Saturday, May 14, 2011

Mamet Must Read

This. It's about David Mamet's experience of converting from a liberal to a conservative, and it captures that experience perfectly. That's it. That's what it's like. If you've done the same, you'll see yourself somewhere in it. If you haven't, you can find out what it is and what it's like.

And then there's this:

Higher ed, he said, was an elaborate scheme to deprive young people of their freedom of thought. He compared four years of college to a lab experiment in which a rat is trained to pull a lever for a pellet of food. A student recites some bit of received and unexamined wisdom—“Thomas Jefferson: slave owner, adulterer, pull the lever”—and is rewarded with his pellet: a grade, a degree, and ultimately a lifelong membership in a tribe of people educated to see the world in the same way.

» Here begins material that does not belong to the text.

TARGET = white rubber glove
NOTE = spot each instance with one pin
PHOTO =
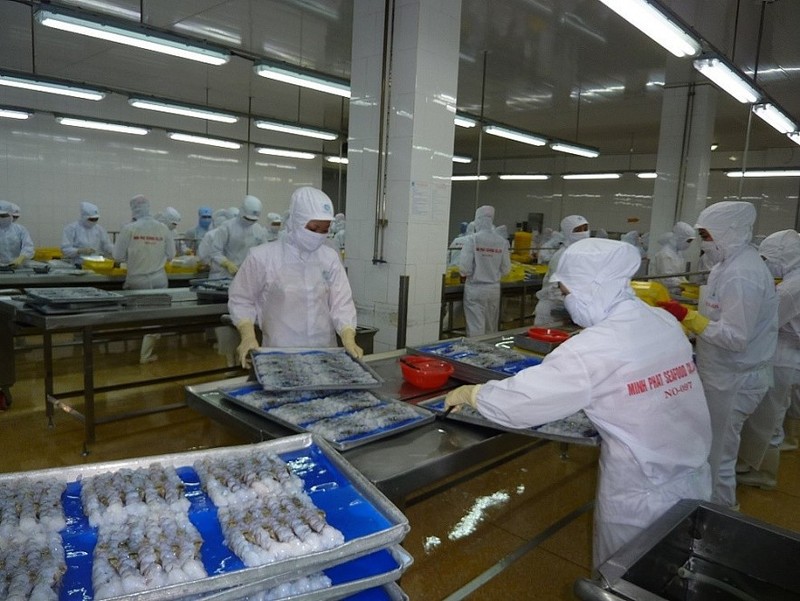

“If we identify every interaction as having a victim and an oppressor, and we get a pellet when we find the victims, we’re training ourselves not to see cause and effect,” he said. Wasn’t there, he went on, a “much more interesting .  .  . view of the world in which not everything can be reduced to victim and oppressor?”


I don't get very personal on this blog. I'm not interested in sharing with you my in-depth biography and personal psychology. But this was like a revelation. If I write that it was like a punch in the chest but in a good way, will that makes sense to you? Because that's what it was.

David Mamet sums up in that bit why I can't bring myself to go back to school. I think higher ed, outside of mathematics and hard sciences, has become largely a sham, a fraud.

I was talking to a dear friend the other day with plenty of graduate school credentials. She was complaining that most of the highly educated (read: highly credentialed) now seem to take it for granted that there is no objective reality, everything is a construct of personal experience. Academics aren't about seeking out truth anymore; they're about creating narratives that will further the academic's vision of what reality should be.

Once you decide that there is no truth to pursue, there is no point to academics. At that point, you've become so obsessed with admiring the leaves that you've chainsawed through the trunk to get it out of your way.

So what then? If you want an education outside of the hard sciences, what do you do?

Maybe you can find an exceptional institution truly dedicated to the pursuit of truth. I don't know the way to do that, but perhaps you do.

If not, you have to go out and pursue that education yourself. There are extensive resources for that now, and you don't have to be a rich guy to use interlibrary loan. Good luck.